Republican presidential candidate John McCain said Tuesday he wants to show his support for Colombia's anti-drug efforts and a pending free-trade agreement with the U.S. by visiting the South American ally.

In announcing the trip and citing his friendship with Colombian President Alvaro Uribe, the Arizona senator sought contrasts with his Democratic rival, Sen. Barack Obama of Illinois.

McCain said Obama opposes U.S. anti-drug aid for the world's largest producer of cocaine and also is against the free-trade agreement, despite having described himself as a proponent of free trade.

McCain said his campaign committee would pay for the trip south- specific travel dates were not announced for security reasons - just as it did last week when he flew north to deliver an economics speech in Canada.

His staff committed one mistake in announcing the trip, though, repeatedly misspelling the country as "Columbia."

Nonetheless, McCain cast his support for Colombia, its leaders and its people in the friendliest of terms.

"I have been to Colombia before and I know President Uribe and I know the struggle that nation has undergone," he said, noting past descriptions of the country as a failed nation.

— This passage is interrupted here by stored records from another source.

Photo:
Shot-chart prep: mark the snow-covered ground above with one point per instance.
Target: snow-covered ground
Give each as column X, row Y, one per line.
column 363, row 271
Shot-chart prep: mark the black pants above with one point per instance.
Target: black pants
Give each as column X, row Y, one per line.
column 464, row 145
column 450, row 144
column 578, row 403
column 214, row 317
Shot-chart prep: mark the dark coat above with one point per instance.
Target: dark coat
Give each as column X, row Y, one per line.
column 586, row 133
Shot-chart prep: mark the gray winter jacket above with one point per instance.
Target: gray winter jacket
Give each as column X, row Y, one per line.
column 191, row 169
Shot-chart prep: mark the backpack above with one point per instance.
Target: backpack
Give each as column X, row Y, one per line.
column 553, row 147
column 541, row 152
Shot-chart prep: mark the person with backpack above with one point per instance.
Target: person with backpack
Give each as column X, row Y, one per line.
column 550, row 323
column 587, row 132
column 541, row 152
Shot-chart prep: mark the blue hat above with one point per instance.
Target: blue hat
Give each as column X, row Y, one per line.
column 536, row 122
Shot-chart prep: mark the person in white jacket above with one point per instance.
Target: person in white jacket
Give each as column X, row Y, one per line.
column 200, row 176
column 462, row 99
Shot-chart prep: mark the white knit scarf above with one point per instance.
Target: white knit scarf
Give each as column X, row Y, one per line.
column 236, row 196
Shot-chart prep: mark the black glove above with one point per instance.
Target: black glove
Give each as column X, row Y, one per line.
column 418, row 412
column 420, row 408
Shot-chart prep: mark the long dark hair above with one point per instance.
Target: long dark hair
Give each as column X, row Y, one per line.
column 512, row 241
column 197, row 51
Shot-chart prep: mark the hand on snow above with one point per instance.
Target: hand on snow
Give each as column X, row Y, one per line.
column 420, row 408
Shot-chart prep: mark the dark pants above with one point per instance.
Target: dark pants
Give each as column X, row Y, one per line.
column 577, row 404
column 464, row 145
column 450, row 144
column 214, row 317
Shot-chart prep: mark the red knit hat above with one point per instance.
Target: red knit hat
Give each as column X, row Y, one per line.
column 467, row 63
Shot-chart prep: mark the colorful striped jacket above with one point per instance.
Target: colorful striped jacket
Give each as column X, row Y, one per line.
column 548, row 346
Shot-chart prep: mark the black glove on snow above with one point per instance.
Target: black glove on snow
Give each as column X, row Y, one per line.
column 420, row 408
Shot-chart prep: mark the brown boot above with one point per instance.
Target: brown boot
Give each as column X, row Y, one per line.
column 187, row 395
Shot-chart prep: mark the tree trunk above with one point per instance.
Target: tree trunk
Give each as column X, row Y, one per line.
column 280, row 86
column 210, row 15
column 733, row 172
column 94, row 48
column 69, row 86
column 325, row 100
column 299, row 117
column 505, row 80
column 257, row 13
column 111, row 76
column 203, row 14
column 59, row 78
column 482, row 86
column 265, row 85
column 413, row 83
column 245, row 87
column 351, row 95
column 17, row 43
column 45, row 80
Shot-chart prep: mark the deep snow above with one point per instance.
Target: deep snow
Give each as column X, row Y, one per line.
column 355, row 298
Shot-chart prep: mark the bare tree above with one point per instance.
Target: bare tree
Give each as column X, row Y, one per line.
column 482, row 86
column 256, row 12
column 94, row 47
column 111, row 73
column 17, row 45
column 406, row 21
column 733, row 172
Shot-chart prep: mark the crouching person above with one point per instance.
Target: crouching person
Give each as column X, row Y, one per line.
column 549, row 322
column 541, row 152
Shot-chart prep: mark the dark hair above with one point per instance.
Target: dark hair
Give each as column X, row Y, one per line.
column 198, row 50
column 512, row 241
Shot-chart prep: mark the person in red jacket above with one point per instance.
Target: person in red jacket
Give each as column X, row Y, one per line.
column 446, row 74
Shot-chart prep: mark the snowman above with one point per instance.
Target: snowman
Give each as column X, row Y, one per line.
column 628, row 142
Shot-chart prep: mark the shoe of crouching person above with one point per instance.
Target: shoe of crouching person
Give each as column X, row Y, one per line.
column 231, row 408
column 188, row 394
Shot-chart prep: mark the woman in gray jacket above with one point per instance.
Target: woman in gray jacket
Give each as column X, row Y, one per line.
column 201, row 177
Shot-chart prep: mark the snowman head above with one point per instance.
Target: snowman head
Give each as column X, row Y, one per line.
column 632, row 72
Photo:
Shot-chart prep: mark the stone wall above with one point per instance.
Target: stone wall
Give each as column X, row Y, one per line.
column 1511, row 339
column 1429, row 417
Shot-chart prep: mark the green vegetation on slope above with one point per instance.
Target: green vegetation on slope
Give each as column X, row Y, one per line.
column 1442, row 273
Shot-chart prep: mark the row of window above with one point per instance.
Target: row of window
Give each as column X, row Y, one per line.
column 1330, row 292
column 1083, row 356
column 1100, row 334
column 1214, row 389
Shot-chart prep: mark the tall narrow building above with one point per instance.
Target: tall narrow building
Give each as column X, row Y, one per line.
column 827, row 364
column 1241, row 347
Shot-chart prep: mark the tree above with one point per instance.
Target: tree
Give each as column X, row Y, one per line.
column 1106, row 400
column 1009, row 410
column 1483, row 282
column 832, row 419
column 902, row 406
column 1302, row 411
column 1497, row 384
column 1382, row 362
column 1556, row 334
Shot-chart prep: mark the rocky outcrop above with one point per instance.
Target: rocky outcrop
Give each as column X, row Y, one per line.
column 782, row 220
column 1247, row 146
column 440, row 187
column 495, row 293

"I want to thank him. I want to know how we can work more closely together. I want to assure him that I believe in free trade between our two countries, that I believe that our two nations can work together and fight back the scourge of drugs that has so much afflicted their country and ours," McCain said. "I consider him a friend and I consider the people of Colombia my friends as well."

An aide to McCain said the trip would be before the Fourth of July.